Last night, they showed the world what Doug Collins has molded them into, and you could hear the genuine admiration Dwyane Wade has for this team and this coach in his postgame interview. The Sixers are no longer the laughingstock they were last season. No, they're the polar opposite. Doug Collins made this collection of players into true competitors. The Sixers are now a team everyone has to take seriously. Just ask the Miami Heat.

Oh, and on a slightly different note, Kevin Durant, MY GOD! I guess Russell Westbrook got the message. And Durant made sure to put an exclamation point on that. He is unbelievable.


  1. I think Iggy got a little too much unwarranted criticism this series. Sure, he didn't score enough in the first three games, but he did everything else.

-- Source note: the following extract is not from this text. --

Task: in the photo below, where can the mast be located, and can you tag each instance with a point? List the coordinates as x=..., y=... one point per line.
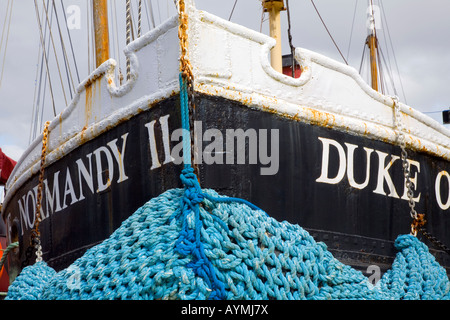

    People were making it seem like he was playing terrible since he wasn't scoring, while failing to acknowledge that Williams, Holiday, and others were able to score easier, because he was facilitating for them.

  2. I agree with you to an extent there, Kenny. Especially since Iggy was really doing work defensively on LeBron early in the series.

    But, the Sixers simply could not even consider winning with Iguodala scoring just 4 and 5 points in those first two games. Even 10 is pushing it, like he had in game 3. They definitely need him to score 16-22, like he did in games 4 and 5, to have a chance as currently constructed.

    There aren't many teams in the league that can get by with a starting 2/3 that doesn't score 14-20 a game. When you score 9 points in two games, no matter how well you're doing everything else, you deserve that criticism.

    But Kerr said it perfectly last night: Iguodala isn't really a true scorer. The Sixers need him to score, but he's much better as a defender, facilitator, finisher, point-forward type player. If they can find a true scorer at the 2 or 3, Iggy will be that much better.